Sunflower oil, made from sunflower seeds, is the third most common cooking oil.
In the late 1800’s, a Kansas state lawmaker noticed Kansans wearing sunflowers to identify themselves as being from “the Sunflower State”. Inspired by this, George Morehouse filed legislation to make the Sunflower the state’s official floral emblem.
In 1903, the wild Sunflower became the official state flower of Kansas. (Interestingly, less than a decade earlier, lawmakers had unsuccessfully called for the eradication of the “noxious weed.”) In their legislation, lawmakers praised the Sunflower as a symbol of the state’s “frontier days, winding trails, pathless prairies” as well as the state’s present and future.
Sunflowers continue to flourish across the state today where they grow in the wild as well as in suburban yards and commercial farms. Each summer, fields of wild Sunflowers spring up along roadsides in western Kansas. The state flower can grow quite tall, reaching heights up to nine feet. With their leggy stalks, wide round heads and cheery radiant faces, these plants are a photographer’s favorite. Drivers can often be seen pulling over to capture their natural charm.

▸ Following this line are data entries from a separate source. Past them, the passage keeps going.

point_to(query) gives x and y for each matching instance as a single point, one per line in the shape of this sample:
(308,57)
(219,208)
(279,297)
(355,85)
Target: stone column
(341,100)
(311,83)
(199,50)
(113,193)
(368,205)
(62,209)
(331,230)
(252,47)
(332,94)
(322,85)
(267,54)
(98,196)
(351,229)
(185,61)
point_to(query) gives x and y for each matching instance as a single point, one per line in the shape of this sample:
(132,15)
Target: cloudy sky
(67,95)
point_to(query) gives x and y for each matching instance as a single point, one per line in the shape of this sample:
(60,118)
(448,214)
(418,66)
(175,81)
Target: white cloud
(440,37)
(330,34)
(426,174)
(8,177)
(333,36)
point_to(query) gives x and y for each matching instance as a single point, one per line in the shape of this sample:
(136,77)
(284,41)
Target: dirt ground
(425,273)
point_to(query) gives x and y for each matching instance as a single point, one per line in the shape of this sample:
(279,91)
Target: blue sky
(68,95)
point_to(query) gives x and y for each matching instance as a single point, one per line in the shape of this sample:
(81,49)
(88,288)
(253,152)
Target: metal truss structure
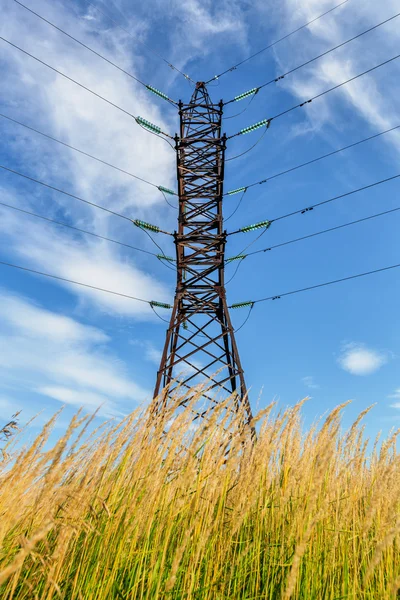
(200,346)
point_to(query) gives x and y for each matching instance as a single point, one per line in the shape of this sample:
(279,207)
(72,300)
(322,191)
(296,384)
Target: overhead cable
(267,223)
(139,120)
(310,162)
(136,222)
(312,287)
(148,87)
(49,137)
(63,224)
(167,62)
(255,90)
(242,256)
(267,122)
(277,41)
(92,287)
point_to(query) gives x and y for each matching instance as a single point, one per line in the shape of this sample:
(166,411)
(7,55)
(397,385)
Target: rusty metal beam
(200,338)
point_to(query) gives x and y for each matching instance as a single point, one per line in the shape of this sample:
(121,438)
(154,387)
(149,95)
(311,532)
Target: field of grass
(132,512)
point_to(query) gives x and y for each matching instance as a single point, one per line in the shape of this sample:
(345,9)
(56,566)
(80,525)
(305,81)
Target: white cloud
(38,96)
(95,263)
(360,360)
(310,382)
(63,359)
(368,100)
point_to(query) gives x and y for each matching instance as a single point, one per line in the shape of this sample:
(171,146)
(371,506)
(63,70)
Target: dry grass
(130,512)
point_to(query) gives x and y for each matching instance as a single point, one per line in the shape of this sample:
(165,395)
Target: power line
(52,187)
(268,121)
(167,62)
(319,285)
(241,256)
(93,287)
(79,84)
(95,52)
(102,237)
(53,139)
(277,41)
(308,62)
(312,206)
(314,160)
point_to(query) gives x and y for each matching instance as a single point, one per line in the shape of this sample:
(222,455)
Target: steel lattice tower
(200,345)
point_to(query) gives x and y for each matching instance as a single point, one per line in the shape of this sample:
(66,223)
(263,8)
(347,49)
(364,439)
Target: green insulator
(160,304)
(261,225)
(238,257)
(144,225)
(266,122)
(148,125)
(242,304)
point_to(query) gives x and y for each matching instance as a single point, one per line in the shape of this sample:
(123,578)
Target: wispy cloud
(310,382)
(59,357)
(357,359)
(368,101)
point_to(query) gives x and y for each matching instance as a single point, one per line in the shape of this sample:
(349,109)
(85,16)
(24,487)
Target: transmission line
(63,224)
(313,287)
(93,287)
(139,120)
(267,122)
(309,162)
(112,212)
(308,62)
(242,256)
(167,62)
(267,223)
(276,42)
(53,139)
(148,87)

While seemingly a simple flower, the Sunflower is actually made up of many flowers arranged in precise symmetrical patterns. The head of the flower consists of florets, closely clumped together. Its outer flowers come in red, orange, maroon and the familiar yellow color. Its inner flowers called disc florets, grow inside the sunflower’s disc in interconnecting spiral patterns. These florets mature into what many call sunflower seeds. The plant’s true seeds are located inside the husks of these fruits.

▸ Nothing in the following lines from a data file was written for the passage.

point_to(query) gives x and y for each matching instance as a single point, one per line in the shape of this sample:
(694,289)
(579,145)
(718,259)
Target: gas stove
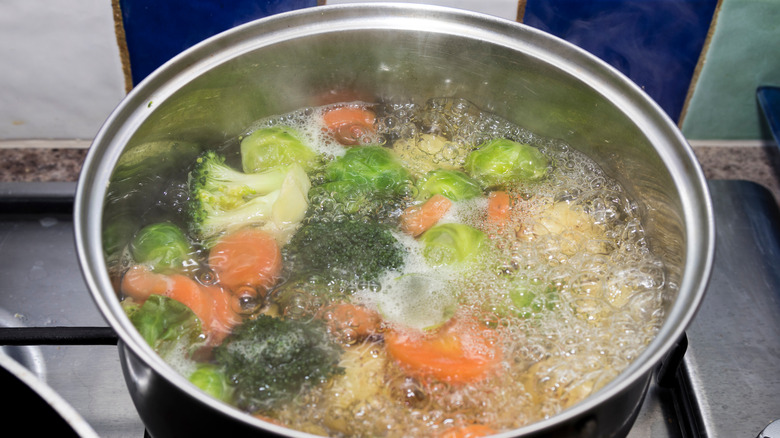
(721,381)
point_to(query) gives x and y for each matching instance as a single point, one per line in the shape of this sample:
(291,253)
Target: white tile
(61,74)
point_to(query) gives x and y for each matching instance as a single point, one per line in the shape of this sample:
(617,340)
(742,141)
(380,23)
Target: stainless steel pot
(397,53)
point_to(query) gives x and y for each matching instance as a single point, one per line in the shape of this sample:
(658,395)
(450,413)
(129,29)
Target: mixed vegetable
(319,272)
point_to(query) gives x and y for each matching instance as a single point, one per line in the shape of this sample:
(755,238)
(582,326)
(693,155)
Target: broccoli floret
(348,250)
(223,199)
(270,360)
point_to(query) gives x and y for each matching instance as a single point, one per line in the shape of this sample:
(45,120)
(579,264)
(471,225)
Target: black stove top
(726,384)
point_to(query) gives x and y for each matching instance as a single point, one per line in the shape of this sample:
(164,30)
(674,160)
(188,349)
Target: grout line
(731,143)
(699,64)
(45,144)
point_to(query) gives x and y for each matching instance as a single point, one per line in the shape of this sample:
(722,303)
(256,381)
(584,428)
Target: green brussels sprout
(212,380)
(455,185)
(163,246)
(167,325)
(501,161)
(530,300)
(273,147)
(449,244)
(373,168)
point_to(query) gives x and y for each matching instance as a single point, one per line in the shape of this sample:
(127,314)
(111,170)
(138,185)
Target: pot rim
(676,154)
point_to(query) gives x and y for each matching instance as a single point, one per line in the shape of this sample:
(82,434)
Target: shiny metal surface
(42,286)
(399,53)
(733,361)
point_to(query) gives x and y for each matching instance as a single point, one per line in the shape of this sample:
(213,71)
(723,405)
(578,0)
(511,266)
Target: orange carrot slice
(460,352)
(470,431)
(417,219)
(352,320)
(139,282)
(247,257)
(499,206)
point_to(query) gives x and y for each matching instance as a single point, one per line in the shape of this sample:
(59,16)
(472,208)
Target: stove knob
(771,431)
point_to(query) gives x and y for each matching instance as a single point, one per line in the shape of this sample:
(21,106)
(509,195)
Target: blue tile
(156,31)
(656,43)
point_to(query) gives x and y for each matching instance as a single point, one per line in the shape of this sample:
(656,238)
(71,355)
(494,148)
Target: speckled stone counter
(757,163)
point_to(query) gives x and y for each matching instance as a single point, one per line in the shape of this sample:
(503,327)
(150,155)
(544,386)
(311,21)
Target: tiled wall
(701,60)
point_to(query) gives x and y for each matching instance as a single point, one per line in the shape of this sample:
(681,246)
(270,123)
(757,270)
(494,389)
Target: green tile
(744,53)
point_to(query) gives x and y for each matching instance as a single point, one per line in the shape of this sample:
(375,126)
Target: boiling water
(570,287)
(576,241)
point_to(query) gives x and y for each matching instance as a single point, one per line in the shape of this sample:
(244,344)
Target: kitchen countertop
(61,160)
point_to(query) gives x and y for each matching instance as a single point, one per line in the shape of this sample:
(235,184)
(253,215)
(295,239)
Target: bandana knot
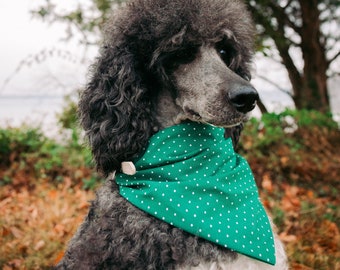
(190,177)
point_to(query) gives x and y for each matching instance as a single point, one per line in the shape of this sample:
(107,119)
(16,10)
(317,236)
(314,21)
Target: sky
(24,73)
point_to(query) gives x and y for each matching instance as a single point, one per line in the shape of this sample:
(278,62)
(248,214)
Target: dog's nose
(244,98)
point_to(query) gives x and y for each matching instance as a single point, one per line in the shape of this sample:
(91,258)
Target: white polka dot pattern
(191,178)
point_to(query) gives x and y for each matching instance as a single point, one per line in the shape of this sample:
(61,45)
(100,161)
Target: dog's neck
(168,113)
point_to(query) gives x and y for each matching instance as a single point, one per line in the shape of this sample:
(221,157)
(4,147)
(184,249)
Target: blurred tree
(309,28)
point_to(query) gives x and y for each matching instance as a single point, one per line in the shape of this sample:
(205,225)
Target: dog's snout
(244,98)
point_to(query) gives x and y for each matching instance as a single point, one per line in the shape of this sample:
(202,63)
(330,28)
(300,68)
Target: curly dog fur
(161,62)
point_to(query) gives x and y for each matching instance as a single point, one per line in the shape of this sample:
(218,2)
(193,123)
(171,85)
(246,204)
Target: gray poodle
(164,64)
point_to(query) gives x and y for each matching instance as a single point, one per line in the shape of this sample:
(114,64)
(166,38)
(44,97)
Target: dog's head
(182,59)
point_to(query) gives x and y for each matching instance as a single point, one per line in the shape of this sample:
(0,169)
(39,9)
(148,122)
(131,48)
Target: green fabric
(191,178)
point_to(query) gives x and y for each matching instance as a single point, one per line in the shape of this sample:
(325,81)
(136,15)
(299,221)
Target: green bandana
(191,178)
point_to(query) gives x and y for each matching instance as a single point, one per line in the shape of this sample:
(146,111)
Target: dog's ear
(234,133)
(115,109)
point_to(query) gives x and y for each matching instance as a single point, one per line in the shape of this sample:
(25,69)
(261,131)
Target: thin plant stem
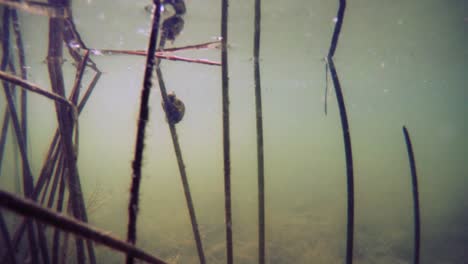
(27,176)
(140,137)
(37,8)
(6,239)
(3,136)
(414,182)
(24,74)
(59,207)
(180,162)
(34,88)
(325,106)
(259,121)
(159,54)
(31,209)
(346,133)
(65,119)
(226,136)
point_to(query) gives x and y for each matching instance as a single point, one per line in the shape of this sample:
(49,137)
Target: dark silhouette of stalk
(414,179)
(46,168)
(259,120)
(140,137)
(24,74)
(226,135)
(6,239)
(180,162)
(66,119)
(59,207)
(28,208)
(326,88)
(346,133)
(3,136)
(27,176)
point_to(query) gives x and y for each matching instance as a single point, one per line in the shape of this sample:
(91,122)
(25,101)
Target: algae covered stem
(140,137)
(346,132)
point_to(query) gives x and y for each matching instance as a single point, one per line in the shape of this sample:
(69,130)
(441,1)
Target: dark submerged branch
(259,121)
(140,137)
(180,163)
(414,181)
(346,133)
(34,88)
(226,135)
(37,8)
(30,209)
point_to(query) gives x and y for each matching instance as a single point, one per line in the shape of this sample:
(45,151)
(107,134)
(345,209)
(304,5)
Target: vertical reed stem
(346,133)
(259,120)
(226,136)
(27,176)
(140,137)
(414,180)
(180,163)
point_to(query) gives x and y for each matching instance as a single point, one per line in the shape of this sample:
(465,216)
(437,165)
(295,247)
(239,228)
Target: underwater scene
(203,131)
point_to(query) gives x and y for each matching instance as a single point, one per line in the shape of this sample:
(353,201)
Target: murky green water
(399,63)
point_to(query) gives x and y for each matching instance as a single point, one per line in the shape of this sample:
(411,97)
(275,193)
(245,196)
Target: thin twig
(180,163)
(27,176)
(259,121)
(140,137)
(226,136)
(414,181)
(66,120)
(37,8)
(24,74)
(30,209)
(6,239)
(34,88)
(346,133)
(159,54)
(3,136)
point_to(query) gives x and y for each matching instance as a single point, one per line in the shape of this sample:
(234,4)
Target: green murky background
(399,63)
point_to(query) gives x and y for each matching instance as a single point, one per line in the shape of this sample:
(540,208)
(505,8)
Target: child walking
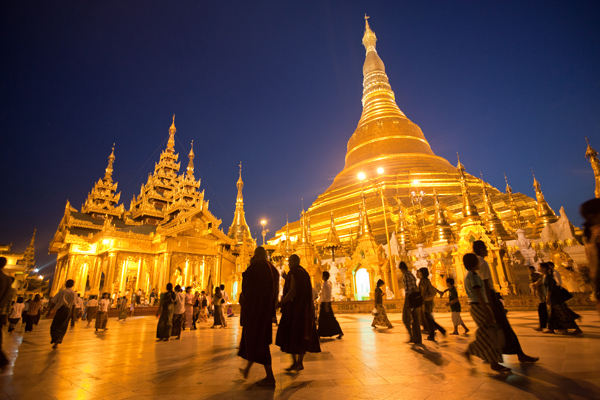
(455,307)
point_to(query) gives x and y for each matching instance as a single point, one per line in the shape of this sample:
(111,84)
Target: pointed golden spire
(442,231)
(109,168)
(469,211)
(333,240)
(518,222)
(492,222)
(369,38)
(191,156)
(172,130)
(592,155)
(544,214)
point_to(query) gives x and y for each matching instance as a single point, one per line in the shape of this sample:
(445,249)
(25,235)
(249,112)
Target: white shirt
(65,297)
(484,270)
(180,304)
(103,305)
(93,303)
(326,292)
(17,310)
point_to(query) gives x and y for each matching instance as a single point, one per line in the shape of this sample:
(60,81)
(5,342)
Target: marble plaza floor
(126,362)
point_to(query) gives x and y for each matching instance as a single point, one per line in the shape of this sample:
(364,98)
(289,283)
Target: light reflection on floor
(126,362)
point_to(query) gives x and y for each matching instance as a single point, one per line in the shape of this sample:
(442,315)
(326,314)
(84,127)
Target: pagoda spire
(592,155)
(518,222)
(191,156)
(172,130)
(491,221)
(469,211)
(239,228)
(109,169)
(442,233)
(544,214)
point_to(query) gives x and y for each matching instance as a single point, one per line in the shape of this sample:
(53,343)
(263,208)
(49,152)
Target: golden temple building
(395,199)
(167,235)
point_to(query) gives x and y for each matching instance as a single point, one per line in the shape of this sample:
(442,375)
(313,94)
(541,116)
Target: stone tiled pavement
(126,362)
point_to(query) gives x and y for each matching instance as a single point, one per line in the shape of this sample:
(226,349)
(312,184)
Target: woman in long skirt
(166,306)
(203,316)
(561,316)
(328,325)
(33,314)
(216,303)
(189,307)
(91,309)
(102,314)
(381,317)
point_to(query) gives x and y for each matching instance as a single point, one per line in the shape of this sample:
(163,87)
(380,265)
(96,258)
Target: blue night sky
(277,85)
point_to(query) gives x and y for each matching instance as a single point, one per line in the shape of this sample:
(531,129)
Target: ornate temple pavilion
(396,200)
(167,235)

Not only is the Kansas state flower attractive, but it is also a valuable resource. The Sunflower’s oil is used in cooking and the seeds are used in breads, salads, and as a snack food. In recent years, Sunflowers have also been grown to harvest their oil for use as an alternative biodiesel fuel. With such versatile uses, it’s easy to see why Kansans continue to be proud of their state flower!